The process is purely subtractive. Features are clarified and if need be removed altogether, but never added. The result is a SMILES language subset or sublanguage. Language subsets have ample precedent in computer science. A well-known example is the one based on JavaScript and found in JavaScript: The Good Parts. The author's aim was to "chip away at the features that are not beautiful until the language's true nature reveals itself." SMILES also has many good parts, which can be accentuated by removing the bad parts.

Introducing Balsa

Balsa (previously known by the codename "Dialect") is a SMILES language subset. It consists of two ongoing efforts:

A working paper describing Balsa in sufficient detail to write a software implementation. The manuscript is being written in the open using GitHub. Questions, comments, and suggestions can be submitted as issues. A first draft of the manuscript text has been completed. In progress are figures, which are likely to number 25-30.
A reference implementation. It is being written simultaneously with the working paper in an effort to ensure compatibility and to inform the content of the paper. This implementation has already undergone two incarnations as Purr and Dialect. The reference implementation is written in Rust for its rich suite of tools and to maximize portability and security.

The name "Balsa" was chosen in reference to the tree (Ochroma pyramidale). The working paper introduces the concept of a "molecular tree" on which discussions of syntax and semantics are based. The wood from the balsa tree is renowned for its high strength-to-weight ratio, which fits well with the aim of compact, lossless molecular representation.

Compatibility

The main reason to construct a language subset such as Balsa is compatibility with existing software. In this sense, Balsa strings should be readable by all SMILES implementations. Given a reference implementation, this endpoint can be tested in an automated fashion through a compliance suite. Such a compliance suite can also serve as a helpful resource for developing Balsa-compatible software.

A Balsa reader won't necessarily be able to interpret every SMILES. The degree to which this poses a practical problem depends on the degree to which the features Balsa leaves out are being used elsewhere. My belief is that Balsa drops features that are used rarely, if at all. Fortunately, this hypothesis can be tested through the combination of a reference implementation and large SMILES data sets such as those published by PubChem, ChEBI, and ChemBL.

Looking Forward

What does a successful Balsa look like? Two outcomes would be important: (1) the development of additional reference implementations; and (2) the development of comprehensive compliance suites.

Porting software from one language to another is a powerful labor-saving technique. In this sense the Rust implementation gives developers using other languages a leg up over starting from scratch. Moreover, Rust's ability to integrate with other languages means that a full port may not even be necessary.

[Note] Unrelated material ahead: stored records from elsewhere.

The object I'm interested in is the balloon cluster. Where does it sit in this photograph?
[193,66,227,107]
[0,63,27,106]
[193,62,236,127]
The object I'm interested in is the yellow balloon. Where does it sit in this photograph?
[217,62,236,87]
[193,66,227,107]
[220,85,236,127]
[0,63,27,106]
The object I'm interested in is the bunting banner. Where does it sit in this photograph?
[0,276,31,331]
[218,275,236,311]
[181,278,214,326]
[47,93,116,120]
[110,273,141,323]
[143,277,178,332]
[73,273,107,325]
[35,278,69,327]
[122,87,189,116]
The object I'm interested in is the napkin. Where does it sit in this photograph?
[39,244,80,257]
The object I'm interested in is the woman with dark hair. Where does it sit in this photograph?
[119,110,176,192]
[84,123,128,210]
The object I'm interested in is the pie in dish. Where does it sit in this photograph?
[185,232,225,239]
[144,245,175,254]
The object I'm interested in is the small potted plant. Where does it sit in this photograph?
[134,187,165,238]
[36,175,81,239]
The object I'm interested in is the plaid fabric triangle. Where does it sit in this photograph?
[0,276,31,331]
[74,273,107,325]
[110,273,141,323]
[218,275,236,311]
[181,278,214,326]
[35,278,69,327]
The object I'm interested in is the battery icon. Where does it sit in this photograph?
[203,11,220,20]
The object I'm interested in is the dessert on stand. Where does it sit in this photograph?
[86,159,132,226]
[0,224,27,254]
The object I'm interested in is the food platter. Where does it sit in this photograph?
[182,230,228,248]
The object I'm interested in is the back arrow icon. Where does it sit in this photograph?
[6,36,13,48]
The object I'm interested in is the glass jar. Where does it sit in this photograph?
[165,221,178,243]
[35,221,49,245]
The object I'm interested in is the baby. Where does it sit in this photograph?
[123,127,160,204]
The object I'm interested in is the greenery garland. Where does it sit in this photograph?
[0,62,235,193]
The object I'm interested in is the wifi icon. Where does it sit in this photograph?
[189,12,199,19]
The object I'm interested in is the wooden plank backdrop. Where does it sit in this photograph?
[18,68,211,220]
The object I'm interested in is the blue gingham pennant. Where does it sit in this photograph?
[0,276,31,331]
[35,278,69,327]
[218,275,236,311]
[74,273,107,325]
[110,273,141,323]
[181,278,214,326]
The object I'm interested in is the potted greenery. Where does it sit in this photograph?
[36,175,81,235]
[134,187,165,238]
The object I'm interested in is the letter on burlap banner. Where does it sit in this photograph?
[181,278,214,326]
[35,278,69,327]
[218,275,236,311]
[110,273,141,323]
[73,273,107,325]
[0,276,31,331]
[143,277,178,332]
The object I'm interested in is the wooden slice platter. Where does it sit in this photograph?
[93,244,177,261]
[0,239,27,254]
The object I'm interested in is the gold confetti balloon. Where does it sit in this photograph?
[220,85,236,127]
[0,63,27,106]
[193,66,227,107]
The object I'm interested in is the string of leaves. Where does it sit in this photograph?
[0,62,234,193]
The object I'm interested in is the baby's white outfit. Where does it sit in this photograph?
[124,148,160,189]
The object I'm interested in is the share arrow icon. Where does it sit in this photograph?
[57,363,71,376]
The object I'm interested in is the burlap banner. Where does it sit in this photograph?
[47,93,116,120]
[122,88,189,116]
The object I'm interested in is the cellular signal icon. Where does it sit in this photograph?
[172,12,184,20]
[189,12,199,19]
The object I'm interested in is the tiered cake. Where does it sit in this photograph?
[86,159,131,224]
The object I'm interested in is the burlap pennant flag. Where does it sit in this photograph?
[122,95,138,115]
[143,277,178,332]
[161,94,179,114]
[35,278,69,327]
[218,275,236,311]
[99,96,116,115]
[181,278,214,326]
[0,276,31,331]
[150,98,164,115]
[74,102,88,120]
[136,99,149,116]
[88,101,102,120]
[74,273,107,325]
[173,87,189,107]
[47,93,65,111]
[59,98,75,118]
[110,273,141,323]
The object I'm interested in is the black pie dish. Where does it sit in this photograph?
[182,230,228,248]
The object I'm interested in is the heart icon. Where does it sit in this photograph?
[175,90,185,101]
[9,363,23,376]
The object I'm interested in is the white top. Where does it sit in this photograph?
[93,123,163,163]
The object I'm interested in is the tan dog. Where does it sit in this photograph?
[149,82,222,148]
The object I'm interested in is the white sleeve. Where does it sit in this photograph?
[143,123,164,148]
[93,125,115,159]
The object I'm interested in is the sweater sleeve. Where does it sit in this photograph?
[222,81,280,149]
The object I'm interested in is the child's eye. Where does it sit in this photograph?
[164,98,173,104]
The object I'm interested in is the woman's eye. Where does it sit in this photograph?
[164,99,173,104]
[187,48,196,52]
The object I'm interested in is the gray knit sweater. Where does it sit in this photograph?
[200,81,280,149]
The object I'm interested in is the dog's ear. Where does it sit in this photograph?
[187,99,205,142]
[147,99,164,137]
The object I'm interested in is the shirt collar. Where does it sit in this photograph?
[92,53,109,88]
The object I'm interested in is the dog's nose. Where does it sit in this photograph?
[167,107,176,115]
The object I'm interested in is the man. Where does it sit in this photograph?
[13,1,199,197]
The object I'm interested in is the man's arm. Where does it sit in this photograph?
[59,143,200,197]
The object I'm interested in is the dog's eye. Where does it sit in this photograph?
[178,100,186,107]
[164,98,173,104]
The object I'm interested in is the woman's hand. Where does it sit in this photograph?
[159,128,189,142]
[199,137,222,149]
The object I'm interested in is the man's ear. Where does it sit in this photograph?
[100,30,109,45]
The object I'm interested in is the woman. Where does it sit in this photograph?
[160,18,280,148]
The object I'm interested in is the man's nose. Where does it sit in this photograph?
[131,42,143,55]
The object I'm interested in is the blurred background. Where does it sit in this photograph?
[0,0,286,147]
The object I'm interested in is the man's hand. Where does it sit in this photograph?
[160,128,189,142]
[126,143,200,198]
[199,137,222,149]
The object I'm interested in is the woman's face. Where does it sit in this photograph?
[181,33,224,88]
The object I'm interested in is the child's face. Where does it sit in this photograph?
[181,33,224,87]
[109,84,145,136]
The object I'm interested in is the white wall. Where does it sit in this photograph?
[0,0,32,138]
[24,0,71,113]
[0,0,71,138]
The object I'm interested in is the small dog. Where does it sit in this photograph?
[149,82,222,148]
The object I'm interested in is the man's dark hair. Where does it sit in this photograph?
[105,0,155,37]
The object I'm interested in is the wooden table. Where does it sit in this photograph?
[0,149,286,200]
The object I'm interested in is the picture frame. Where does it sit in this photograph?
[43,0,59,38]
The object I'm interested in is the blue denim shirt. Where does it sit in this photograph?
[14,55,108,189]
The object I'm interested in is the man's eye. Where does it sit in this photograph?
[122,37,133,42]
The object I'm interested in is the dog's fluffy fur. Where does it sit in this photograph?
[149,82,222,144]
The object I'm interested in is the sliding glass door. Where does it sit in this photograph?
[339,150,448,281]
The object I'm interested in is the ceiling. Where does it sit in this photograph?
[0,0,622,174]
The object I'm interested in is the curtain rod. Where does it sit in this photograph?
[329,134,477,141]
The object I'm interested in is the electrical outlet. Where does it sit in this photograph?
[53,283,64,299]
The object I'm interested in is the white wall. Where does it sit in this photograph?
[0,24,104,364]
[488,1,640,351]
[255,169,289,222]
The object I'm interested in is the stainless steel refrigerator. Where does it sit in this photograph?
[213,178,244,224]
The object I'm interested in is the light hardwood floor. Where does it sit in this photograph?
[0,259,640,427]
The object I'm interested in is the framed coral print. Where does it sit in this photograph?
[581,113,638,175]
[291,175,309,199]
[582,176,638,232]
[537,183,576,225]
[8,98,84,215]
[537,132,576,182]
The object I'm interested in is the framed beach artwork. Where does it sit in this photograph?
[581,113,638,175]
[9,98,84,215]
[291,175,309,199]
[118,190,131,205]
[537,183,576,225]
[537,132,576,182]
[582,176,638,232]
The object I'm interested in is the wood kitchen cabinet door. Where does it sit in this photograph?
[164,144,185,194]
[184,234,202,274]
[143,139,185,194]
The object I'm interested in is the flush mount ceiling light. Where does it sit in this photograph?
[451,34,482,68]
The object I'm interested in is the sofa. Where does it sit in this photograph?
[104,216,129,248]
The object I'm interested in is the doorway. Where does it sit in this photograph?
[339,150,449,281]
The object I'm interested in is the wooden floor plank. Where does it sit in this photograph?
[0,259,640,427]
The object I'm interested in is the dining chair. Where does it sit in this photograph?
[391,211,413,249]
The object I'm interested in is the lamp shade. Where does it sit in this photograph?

The point of reference implementations is to replicate behavior across software stacks. Tests are paramount here, and the more comprehensive they are the better. Compliance suites compiled from a diverse collection of SMILES found in the wild would offer the means to verify compatibility in an automated fashion.

A longer-range goal behind Balsa is to lay a foundation for extensions. SMILES itself lacks versioning, a limitation that Balsa necessarily inherits as a language subset. This means that Balsa must remain closed to future changes, or else risk recreating the very problem Balsa was designed to solve. In other words, what you see is what you will always get. Nevertheless, Balsa is open to extensions, provided that they avoid changes to grammar or semantics. The emergence of such extensions would both add and demonstrate value.

Conclusion

Balsa is a molecular line notation designed to be a subset of SMILES. Balsa eliminates problematic features from SMILES, while fully constraining the features that are left. The output of Balsa writers should be readable by any SMILES reader, and Balsa readers should in general be able to read SMILES. Two projects are underway: a working paper that describes the language in detail; and a software reference implementation. This combination should provide a practical entry for those interested in improving data quality in chemistry.